There already is text about the case of application-extension identifiers; we don't need to repeat this here. I also don't think we benefit from restating the handling of strings in an abbreviated, ultimately incorrect way; simply saying that the escape processing applies here as well should suffice.

rohanmahy commented 2 months ago

There already is text about the case of application-extension identifiers; we don't need to repeat this here. I also don't think we benefit from restating the handling of strings in an abbreviated, ultimately incorrect way; simply saying that the escape processing applies here as well should suffice.

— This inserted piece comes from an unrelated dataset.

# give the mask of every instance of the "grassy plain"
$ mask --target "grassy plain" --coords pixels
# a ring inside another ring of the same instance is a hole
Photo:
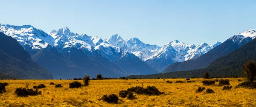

Saying that the contents is "the (escape-processed) content of the single-quoted string." is also wrong and likely to be misinterpreted. It is the (double-quote) escape-processed content of the (single-quote) unescaped single-quoted string.

cabo commented 2 months ago

Saying that the contents is "the (escape-processed) content of the single-quoted string." is also wrong and likely to be misinterpreted. It is the (double-quote) escape-processed content of the (single-quote) unescaped single-quoted string.

Can you elaborate? I don't follow. How do double quotes enter the picture?

rohanmahy commented 2 months ago

Saying that the contents is "the (escape-processed) content of the single-quoted string." is also wrong and likely to be misinterpreted. It is the (double-quote) escape-processed content of the (single-quote) unescaped single-quoted string.

Can you elaborate? I don't follow. How do double quotes enter the picture?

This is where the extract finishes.